Someone just referred to his “mental shelf”, his ability to retrieve quickly information stored in his memory. The speed with which he provided the requested information stunned me, and made me examine my own mental faculties.
To be fair, this guy is a PhD, and actively studies neuroscience. I suspect he reads a lot of books and talks to super smart people all day, so retrieval, even of trivial material, may be easier for someone who uses his brain like a well-trained athlete. Maybe I shouldn’t compare myself to someone so far ahead of me intellectually, but it still started me thinking. What is a mental shelf? What would mine look like? What do I store conveniently, for ease of retrieval?
The answer, unfortunately, is “not much.” A few new recipes, directions to my libraries, a calendar of upcoming Friends of Trees events. But for significant memories, right now, I have more of a mental storage locker.

I’ve been on vacation from the need to retrieve memories, a break from regular mental exercise. All my stuff is packed into boxes, stacked carefully, and locked behind a steel door. It started when I started packing up the house to move out here, and has continued through the last year. I don’t think I realized how mentally exhausted I was from the whole process of the move until I started having mini breakdowns over insignifcant things. That’s just not me. I’m the one who rolls with punches, takes things in stride, handles difficult situations with aplomb. You should see me splint a fracture–like a BOSS!
So I started seeing a therapist (oh my GOSH everyone should see a therapist…seriously…and if you have a negative reaction to me saying I’m in therapy, just stop reading this and go away. Go on, git.) and am beginning to unpack some of the stuff I have in storage in my brain.
There’s much more in there than I remembered. All those years of moving from one big life event to another, the speed at which life moves with kids in the house, the constant pressure to keep going, the crises and emergencies and surgeries and…well, life. It really did slow down when the kids “left”, or when we left the kids, I guess, and now the weight of all that history sits waiting to be sorted and organized and understood.
Right now, retrieval isn’t easy, but remember how it is when you start unpacking after a move; you don’t know where anything is. I know I saw the spatula go *into* the box, but where is that box now? Wait, did I pack that box to move out here? Or did I take it to Goodwill?
And then I went and added to my pile. Now I have Portland stuff on top of my pre-Portland stuff. Frankly, if I could just chuck all the pre-Portland stuff and start fresh out here, without any recollection of anything (aside from my kids) that happened before September 8, 2013, I would.

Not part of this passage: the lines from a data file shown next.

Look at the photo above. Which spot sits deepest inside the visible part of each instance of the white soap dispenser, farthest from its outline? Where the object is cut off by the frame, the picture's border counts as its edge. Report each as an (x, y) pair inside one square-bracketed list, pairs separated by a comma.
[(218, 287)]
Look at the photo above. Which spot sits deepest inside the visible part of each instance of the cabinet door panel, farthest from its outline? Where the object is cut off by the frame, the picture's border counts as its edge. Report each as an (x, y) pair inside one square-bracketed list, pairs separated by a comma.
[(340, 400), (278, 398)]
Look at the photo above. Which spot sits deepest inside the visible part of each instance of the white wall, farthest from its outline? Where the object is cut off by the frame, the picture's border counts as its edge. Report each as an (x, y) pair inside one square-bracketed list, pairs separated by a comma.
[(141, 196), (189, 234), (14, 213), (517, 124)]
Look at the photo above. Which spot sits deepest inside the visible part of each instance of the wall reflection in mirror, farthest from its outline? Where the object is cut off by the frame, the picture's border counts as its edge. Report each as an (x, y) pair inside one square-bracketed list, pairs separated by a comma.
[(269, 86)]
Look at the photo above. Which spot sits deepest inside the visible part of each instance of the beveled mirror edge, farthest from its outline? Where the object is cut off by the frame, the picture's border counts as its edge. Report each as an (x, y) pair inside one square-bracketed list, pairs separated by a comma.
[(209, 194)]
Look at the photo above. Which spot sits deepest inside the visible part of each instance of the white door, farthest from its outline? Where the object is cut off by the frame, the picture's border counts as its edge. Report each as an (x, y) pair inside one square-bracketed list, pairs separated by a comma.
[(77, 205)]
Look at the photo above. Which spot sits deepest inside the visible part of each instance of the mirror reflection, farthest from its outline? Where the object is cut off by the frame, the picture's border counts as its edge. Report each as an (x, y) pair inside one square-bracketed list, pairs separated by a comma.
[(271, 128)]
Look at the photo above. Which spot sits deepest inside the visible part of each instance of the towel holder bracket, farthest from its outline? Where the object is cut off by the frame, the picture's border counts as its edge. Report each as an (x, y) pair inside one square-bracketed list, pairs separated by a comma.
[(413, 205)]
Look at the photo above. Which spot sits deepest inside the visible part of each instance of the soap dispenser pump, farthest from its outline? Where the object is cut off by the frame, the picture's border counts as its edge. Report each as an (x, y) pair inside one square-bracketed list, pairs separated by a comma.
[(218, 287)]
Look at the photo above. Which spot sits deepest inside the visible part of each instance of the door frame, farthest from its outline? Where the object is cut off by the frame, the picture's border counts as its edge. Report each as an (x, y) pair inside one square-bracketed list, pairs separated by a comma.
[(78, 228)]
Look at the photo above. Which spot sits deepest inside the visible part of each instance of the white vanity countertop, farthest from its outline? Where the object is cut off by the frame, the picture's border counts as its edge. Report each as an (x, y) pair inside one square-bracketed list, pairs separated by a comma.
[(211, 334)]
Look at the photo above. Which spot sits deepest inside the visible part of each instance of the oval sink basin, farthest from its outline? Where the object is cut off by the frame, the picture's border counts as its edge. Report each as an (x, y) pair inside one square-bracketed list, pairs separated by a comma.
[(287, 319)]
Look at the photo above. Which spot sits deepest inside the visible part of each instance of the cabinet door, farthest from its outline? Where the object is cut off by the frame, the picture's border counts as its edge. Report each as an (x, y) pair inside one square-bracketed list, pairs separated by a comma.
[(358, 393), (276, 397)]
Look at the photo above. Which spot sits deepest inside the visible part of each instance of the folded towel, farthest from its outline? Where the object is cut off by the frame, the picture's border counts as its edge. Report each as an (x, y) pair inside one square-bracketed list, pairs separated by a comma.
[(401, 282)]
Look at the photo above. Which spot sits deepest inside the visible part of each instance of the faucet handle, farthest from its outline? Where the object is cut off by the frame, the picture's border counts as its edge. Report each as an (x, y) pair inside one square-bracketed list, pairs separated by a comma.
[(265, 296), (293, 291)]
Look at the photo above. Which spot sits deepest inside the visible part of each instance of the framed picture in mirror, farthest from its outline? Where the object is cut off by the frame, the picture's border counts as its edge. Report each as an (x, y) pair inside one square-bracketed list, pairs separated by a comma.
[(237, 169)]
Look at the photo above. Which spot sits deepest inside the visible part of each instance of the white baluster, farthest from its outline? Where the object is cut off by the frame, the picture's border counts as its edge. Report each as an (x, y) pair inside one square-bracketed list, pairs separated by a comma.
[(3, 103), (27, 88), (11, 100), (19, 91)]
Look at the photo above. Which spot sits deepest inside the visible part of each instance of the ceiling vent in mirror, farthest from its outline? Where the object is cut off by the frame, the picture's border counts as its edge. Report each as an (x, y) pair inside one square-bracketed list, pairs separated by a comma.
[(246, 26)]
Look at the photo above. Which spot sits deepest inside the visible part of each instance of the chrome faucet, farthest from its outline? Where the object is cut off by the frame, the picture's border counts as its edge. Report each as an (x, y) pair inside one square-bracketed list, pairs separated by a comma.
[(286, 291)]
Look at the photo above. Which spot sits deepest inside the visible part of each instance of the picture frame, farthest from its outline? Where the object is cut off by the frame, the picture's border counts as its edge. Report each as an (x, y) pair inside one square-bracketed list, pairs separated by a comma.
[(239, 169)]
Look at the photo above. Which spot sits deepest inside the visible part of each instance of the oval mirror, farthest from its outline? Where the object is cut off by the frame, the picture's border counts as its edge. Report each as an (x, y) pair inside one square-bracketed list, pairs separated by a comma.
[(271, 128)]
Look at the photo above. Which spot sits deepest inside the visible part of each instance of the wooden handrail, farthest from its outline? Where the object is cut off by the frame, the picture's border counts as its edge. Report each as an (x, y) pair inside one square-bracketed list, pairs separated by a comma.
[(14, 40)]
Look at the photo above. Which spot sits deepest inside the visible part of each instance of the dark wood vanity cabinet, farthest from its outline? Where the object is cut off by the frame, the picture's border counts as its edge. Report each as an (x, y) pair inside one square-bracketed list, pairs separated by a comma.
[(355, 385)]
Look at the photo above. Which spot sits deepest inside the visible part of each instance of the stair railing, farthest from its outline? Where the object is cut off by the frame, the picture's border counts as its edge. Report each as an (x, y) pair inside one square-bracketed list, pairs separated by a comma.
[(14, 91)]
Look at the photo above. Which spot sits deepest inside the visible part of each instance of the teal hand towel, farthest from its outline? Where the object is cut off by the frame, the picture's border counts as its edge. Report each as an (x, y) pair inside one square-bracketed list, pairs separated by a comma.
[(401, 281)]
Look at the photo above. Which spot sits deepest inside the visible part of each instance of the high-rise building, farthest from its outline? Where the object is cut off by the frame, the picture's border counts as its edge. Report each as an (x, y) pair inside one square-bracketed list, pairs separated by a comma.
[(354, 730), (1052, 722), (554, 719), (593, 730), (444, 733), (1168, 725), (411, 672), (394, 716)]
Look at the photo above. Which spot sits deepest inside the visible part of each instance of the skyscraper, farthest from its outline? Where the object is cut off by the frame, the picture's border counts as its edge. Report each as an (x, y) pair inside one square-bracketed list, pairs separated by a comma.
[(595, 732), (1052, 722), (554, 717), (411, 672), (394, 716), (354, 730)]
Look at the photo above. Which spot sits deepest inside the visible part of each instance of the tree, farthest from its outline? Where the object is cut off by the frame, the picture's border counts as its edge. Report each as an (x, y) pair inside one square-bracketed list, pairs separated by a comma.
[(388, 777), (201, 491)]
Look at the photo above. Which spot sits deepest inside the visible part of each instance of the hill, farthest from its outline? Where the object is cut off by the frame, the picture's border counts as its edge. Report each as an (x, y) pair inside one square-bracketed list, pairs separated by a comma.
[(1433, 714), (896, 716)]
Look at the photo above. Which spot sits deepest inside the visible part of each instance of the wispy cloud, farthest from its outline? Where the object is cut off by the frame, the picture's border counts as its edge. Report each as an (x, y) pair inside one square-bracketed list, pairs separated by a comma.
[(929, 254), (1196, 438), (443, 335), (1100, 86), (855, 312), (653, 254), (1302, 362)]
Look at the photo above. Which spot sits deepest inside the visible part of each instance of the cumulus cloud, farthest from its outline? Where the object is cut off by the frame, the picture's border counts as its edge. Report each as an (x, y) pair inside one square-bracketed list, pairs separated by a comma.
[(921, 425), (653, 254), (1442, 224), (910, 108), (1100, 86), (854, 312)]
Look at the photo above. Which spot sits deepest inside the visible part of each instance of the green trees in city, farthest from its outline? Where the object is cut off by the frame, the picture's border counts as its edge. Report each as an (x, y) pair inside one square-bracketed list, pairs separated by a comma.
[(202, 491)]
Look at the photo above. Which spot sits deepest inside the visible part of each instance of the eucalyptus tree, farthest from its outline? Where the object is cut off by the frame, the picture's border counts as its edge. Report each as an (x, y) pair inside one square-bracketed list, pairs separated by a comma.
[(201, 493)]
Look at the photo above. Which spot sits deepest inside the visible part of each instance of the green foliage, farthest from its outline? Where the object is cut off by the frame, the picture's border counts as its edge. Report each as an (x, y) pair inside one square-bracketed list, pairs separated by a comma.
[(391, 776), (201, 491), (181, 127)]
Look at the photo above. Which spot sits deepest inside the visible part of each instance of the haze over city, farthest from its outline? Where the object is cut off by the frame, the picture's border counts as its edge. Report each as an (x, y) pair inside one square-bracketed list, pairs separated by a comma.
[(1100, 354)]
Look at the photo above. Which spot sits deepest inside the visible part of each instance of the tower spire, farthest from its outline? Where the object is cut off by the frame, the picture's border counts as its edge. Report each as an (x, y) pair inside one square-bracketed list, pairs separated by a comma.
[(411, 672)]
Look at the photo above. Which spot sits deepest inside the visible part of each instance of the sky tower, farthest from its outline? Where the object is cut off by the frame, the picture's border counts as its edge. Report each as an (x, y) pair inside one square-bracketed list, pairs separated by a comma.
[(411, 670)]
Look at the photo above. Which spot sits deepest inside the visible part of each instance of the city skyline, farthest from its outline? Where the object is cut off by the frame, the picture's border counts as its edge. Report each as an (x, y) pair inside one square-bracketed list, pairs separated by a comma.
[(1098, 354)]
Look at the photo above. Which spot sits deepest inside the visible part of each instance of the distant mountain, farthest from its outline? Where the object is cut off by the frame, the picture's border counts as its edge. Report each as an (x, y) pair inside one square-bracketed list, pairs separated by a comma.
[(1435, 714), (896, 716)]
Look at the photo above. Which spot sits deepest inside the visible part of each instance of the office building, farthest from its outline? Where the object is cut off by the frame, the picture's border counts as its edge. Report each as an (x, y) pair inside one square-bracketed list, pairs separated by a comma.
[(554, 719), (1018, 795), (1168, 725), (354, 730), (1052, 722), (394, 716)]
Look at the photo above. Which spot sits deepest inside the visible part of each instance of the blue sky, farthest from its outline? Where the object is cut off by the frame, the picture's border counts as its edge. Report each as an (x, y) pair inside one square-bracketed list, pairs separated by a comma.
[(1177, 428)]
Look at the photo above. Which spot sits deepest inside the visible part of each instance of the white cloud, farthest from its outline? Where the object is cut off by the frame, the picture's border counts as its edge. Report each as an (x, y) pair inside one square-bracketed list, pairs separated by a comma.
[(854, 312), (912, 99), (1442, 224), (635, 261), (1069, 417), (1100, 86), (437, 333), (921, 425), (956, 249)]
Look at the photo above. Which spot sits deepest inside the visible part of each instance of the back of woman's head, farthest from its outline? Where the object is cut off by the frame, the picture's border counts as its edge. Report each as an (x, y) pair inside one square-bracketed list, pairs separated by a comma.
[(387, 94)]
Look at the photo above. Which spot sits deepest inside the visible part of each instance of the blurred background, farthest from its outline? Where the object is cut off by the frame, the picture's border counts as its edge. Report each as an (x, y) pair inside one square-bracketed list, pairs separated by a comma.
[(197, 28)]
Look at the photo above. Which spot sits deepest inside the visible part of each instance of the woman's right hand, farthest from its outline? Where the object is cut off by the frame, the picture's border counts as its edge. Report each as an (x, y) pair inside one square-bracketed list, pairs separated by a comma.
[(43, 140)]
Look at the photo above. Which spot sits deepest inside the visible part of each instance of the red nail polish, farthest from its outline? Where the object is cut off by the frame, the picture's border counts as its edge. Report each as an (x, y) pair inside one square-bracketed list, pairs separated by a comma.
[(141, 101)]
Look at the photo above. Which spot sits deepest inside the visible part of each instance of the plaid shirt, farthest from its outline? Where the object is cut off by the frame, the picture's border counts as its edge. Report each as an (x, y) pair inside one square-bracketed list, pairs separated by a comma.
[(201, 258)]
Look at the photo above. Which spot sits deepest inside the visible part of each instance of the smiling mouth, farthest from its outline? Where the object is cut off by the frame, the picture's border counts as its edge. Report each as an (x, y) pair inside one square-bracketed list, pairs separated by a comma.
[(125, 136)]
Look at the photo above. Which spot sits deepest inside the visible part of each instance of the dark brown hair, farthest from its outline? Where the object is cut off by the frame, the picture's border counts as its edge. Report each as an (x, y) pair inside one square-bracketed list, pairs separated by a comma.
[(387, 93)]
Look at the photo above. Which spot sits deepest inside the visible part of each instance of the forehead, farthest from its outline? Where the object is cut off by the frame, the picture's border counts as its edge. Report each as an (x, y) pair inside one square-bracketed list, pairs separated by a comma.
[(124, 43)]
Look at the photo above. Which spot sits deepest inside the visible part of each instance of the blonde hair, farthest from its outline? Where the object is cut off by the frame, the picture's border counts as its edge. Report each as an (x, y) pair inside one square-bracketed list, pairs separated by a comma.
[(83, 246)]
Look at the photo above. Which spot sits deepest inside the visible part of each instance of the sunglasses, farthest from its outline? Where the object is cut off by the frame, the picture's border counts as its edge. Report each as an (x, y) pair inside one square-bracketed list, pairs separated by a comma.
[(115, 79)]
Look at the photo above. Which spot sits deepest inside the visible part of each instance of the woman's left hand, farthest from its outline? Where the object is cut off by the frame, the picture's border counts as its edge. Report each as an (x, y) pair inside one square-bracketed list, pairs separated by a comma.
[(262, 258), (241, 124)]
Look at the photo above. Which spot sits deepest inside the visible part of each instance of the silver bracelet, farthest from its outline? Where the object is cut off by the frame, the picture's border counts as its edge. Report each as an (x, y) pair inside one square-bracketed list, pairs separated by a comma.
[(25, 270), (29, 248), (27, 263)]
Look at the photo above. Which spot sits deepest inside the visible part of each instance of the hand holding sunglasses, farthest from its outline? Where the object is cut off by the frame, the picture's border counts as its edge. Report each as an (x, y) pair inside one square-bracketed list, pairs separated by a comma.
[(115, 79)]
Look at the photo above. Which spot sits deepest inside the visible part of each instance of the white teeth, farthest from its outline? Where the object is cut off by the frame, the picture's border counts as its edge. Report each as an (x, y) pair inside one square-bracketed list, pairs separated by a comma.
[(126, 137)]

It would be so much easier to organize thoughts and retrieve ideas that aren’t packed away tightly in a muddled storage locker. But that’s not how it works, I know that.
My task is rearranging what came before, figuring out what old stuff still fits for me and what I can eliminate, and finding a way to put the disparate pieces together. It’s a new organizational system. A new schema.
When somebody says “what are your top five favorite movies?” my brain is literally blank. For about 30 minutes, I don’t even remember watching a single movie. Then I remember seeing some festering turd of a flick I sat through one Saturday while I was nursing a head cold, and suddenly that becomes the only movie I’ve ever seen.
That’s how my brain is these days. Now, where is that damned spatula?
I do the same, when put on the spot to list my favorite whatevers . . . everything in the genre of “what is your favorite…” just disappears from my memory. As a musician, this is especially bad when I’m asked “who is my favorite composer” or “what is my favorite song” or “what’s my favorite piece of music” and I have to answer Nelson’s and/or Nelson’s “Love and Affection” for all of the above.
The only “mental shelf” I seem to have is tying memories to books . . . if I read a book, while on vacation, I can bring back SPECIFIC memories of that vacation, easily, by thinking of the book.